On 6/17/20 1:14 AM, Andrii Nakryiko wrote:
On Tue, Jun 16, 2020 at 3:23 PM Daniel Borkmann <daniel@xxxxxxxxxxxxx> wrote:
On 6/16/20 11:27 PM, Andrii Nakryiko wrote:
On Tue, Jun 16, 2020 at 1:21 PM Daniel Borkmann <daniel@xxxxxxxxxxxxx> wrote:
On 6/16/20 7:04 AM, Andrii Nakryiko wrote:
Add selftest that validates variable-length data reading and concatentation
with one big shared data array. This is a common pattern in production use for
monitoring and tracing applications, that potentially can read a lot of data,
but usually reads much less. Such pattern allows to determine precisely what
amount of data needs to be sent over perfbuf/ringbuf and maximize efficiency.

This is the first BPF selftest that at all looks at and tests
bpf_probe_read_str()-like helper's return value, closing a major gap in BPF
testing.

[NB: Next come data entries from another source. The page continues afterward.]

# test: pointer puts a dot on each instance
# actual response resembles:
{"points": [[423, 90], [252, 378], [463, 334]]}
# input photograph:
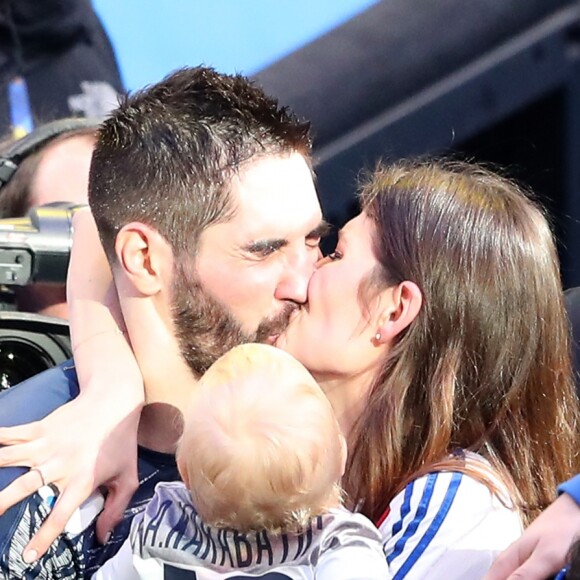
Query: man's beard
{"points": [[204, 328]]}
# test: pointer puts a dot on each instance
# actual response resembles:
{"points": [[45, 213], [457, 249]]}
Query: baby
{"points": [[261, 459]]}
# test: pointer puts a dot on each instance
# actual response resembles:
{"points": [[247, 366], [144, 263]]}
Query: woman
{"points": [[437, 331]]}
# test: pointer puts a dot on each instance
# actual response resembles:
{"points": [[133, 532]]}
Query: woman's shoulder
{"points": [[450, 523]]}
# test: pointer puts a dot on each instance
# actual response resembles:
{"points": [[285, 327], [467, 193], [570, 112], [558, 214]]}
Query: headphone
{"points": [[34, 141]]}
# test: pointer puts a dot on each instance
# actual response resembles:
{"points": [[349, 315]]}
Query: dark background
{"points": [[496, 81]]}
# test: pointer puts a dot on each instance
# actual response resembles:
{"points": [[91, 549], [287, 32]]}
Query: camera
{"points": [[30, 344], [33, 249]]}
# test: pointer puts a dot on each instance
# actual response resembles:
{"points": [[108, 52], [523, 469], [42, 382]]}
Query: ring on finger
{"points": [[37, 469]]}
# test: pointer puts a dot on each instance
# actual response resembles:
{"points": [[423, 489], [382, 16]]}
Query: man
{"points": [[202, 191]]}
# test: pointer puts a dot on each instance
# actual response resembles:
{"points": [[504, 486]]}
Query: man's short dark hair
{"points": [[166, 156]]}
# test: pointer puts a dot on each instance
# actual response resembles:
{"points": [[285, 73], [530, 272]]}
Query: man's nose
{"points": [[294, 281]]}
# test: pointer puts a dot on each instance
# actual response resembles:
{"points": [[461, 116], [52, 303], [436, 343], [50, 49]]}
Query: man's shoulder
{"points": [[37, 397]]}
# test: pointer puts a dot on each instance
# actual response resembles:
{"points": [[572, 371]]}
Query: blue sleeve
{"points": [[572, 488], [30, 401]]}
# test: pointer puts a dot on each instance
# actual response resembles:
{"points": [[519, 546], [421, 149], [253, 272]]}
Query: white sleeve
{"points": [[352, 551], [446, 526], [121, 566]]}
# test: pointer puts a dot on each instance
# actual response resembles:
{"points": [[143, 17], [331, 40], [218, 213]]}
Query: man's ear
{"points": [[405, 303], [145, 257]]}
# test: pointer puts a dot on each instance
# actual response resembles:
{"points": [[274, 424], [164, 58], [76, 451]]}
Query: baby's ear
{"points": [[405, 303]]}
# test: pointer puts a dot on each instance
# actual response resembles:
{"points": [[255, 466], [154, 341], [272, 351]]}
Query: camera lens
{"points": [[20, 360]]}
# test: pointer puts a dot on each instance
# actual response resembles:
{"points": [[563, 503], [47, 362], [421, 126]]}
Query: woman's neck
{"points": [[348, 396]]}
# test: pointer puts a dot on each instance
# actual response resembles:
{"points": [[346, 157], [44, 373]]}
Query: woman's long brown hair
{"points": [[485, 366]]}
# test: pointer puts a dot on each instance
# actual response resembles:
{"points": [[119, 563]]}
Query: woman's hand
{"points": [[544, 546], [88, 442]]}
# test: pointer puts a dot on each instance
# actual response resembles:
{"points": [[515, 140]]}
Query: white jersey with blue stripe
{"points": [[447, 525], [169, 541]]}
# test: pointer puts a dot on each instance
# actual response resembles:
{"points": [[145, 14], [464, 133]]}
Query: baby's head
{"points": [[261, 447]]}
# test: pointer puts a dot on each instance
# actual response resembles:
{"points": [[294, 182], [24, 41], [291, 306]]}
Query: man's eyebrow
{"points": [[260, 246], [321, 230]]}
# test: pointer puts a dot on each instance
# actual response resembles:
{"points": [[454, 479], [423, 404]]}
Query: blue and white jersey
{"points": [[169, 541], [76, 553], [447, 526]]}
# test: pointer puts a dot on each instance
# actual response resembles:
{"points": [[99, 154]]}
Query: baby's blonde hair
{"points": [[261, 446]]}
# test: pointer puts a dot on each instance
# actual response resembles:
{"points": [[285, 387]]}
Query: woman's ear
{"points": [[405, 301], [145, 257]]}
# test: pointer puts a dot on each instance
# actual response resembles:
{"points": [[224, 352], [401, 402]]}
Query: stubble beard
{"points": [[205, 329]]}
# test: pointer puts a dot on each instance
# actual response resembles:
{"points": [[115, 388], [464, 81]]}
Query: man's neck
{"points": [[167, 379]]}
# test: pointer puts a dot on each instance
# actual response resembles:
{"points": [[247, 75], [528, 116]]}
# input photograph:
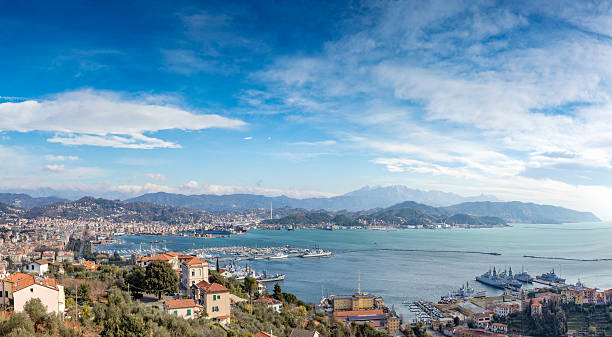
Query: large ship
{"points": [[550, 277], [524, 277], [317, 253], [501, 280], [465, 292], [270, 278]]}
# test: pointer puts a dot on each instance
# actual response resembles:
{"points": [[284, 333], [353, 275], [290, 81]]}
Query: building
{"points": [[193, 271], [483, 319], [185, 308], [297, 332], [215, 299], [355, 302], [499, 328], [376, 318], [38, 267], [64, 256], [170, 257], [466, 332], [263, 334], [19, 288], [273, 304]]}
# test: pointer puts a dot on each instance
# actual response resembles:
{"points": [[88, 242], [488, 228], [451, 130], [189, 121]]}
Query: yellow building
{"points": [[355, 302]]}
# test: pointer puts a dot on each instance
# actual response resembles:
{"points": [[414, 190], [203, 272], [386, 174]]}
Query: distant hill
{"points": [[362, 199], [470, 213], [404, 214], [516, 211], [92, 209], [25, 201]]}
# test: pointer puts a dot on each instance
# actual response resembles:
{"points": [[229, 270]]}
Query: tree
{"points": [[18, 322], [278, 292], [37, 313], [84, 291], [250, 285], [136, 279], [161, 278]]}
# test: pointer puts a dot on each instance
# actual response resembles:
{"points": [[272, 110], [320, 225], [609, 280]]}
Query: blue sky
{"points": [[309, 98]]}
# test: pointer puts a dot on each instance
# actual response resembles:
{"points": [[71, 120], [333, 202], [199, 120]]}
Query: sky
{"points": [[309, 98]]}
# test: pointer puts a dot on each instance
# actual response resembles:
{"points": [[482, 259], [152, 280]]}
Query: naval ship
{"points": [[551, 277], [499, 280]]}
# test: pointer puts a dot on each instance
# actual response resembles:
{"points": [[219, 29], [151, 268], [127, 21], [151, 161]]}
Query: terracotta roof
{"points": [[194, 260], [263, 334], [302, 333], [21, 281], [211, 287], [182, 303], [269, 301], [357, 313]]}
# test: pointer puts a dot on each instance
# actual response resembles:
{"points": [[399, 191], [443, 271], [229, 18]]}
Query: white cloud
{"points": [[156, 176], [194, 187], [51, 157], [101, 118], [55, 168]]}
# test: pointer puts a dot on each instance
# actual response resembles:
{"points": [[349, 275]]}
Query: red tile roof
{"points": [[194, 260], [182, 303], [21, 281], [263, 334], [357, 313], [211, 287], [269, 301]]}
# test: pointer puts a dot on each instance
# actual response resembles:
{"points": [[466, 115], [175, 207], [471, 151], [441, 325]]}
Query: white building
{"points": [[19, 288], [38, 267]]}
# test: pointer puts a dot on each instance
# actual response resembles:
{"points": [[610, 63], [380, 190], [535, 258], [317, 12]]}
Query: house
{"points": [[185, 308], [482, 319], [194, 271], [297, 332], [65, 256], [38, 267], [215, 298], [502, 310], [499, 327], [165, 257], [271, 303], [466, 332], [19, 288], [536, 309], [263, 334], [225, 273]]}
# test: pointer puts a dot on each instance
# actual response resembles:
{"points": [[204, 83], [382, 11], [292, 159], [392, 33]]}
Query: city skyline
{"points": [[310, 99]]}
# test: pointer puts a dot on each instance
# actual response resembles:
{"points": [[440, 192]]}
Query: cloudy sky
{"points": [[309, 98]]}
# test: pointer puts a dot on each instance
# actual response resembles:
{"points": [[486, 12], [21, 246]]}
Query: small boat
{"points": [[317, 253], [278, 256]]}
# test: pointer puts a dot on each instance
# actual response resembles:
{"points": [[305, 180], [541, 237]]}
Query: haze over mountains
{"points": [[397, 204], [362, 199]]}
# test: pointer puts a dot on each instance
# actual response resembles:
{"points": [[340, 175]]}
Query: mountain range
{"points": [[379, 202], [362, 199], [97, 209], [475, 214]]}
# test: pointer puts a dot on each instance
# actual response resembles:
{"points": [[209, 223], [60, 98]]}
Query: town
{"points": [[55, 262]]}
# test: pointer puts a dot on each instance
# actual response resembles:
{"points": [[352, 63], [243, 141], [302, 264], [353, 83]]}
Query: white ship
{"points": [[317, 253]]}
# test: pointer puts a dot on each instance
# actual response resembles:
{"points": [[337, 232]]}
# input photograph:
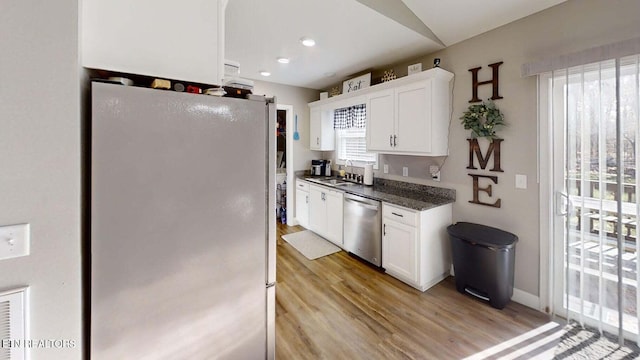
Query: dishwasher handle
{"points": [[363, 204]]}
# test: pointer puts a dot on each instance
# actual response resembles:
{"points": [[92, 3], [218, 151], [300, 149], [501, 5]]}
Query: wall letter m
{"points": [[494, 148]]}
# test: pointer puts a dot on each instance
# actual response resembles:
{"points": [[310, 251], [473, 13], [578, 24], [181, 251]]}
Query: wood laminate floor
{"points": [[337, 307]]}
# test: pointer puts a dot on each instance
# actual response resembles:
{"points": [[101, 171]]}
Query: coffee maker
{"points": [[321, 167]]}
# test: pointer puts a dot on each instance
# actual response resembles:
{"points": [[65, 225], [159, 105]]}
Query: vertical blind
{"points": [[600, 106]]}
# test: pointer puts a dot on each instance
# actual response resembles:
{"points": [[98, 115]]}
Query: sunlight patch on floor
{"points": [[521, 346]]}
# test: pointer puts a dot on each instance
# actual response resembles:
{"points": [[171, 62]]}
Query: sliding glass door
{"points": [[593, 116]]}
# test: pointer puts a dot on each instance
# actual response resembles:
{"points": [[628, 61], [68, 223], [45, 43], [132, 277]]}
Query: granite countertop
{"points": [[413, 196]]}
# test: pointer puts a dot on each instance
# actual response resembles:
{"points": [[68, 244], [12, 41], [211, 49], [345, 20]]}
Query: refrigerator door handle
{"points": [[271, 193]]}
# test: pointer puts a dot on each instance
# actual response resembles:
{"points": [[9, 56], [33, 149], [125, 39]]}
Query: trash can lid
{"points": [[482, 234]]}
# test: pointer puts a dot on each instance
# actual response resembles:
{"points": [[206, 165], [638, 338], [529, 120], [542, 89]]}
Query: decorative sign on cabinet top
{"points": [[355, 84]]}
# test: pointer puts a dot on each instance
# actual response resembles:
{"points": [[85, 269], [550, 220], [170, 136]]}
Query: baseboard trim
{"points": [[526, 299]]}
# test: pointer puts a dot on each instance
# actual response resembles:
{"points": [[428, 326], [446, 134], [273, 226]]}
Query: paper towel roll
{"points": [[368, 174]]}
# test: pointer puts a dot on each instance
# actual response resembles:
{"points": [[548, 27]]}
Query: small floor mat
{"points": [[310, 245]]}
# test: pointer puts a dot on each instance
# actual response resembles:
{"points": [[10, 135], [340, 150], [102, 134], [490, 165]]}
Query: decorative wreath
{"points": [[483, 120]]}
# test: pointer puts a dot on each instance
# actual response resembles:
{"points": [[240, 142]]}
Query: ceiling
{"points": [[353, 35]]}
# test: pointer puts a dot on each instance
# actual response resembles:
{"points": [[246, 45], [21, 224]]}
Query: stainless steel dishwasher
{"points": [[362, 228]]}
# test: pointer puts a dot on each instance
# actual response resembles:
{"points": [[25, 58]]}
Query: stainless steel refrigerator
{"points": [[182, 225]]}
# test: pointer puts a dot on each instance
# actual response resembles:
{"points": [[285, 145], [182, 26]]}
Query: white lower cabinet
{"points": [[415, 244], [326, 213], [399, 248], [302, 203]]}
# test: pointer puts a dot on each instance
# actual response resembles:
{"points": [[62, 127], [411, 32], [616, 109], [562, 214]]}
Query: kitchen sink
{"points": [[331, 181]]}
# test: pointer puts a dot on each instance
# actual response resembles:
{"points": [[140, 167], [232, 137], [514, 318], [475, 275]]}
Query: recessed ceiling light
{"points": [[307, 41]]}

It surfaced the problem with bpf_probe_read_kernel_str() returning
0 on success, instead of amount of bytes successfully read.

Signed-off-by: Andrii Nakryiko <andriin@xxxxxx>

Fix looks good, but I'm seeing an issue in the selftest on my side. With latest
Clang/LLVM I'm getting:

# ./test_progs -t varlen
#86 varlen:OK
Summary: 1/0 PASSED, 0 SKIPPED, 0 FAILED

All good, however, the test_progs-no_alu32 fails for me with:

Yeah, same here. It's due to Clang emitting unnecessary bit shifts
because bpf_probe_read_kernel_str() is defined as returning 32-bit
int. I have a patch ready locally, just waiting for bpf-next to open,
which switches those helpers to return long, which auto-matically
fixes this test.

If it's not a problem, I'd just wait for that patch to go into
bpf-next. If not, I can sprinkle bits of assembly magic around to
force the kernel to do those bitshifts earlier. But I figured having
test_progs-no_alu32 failing one selftest temporarily wasn't too bad.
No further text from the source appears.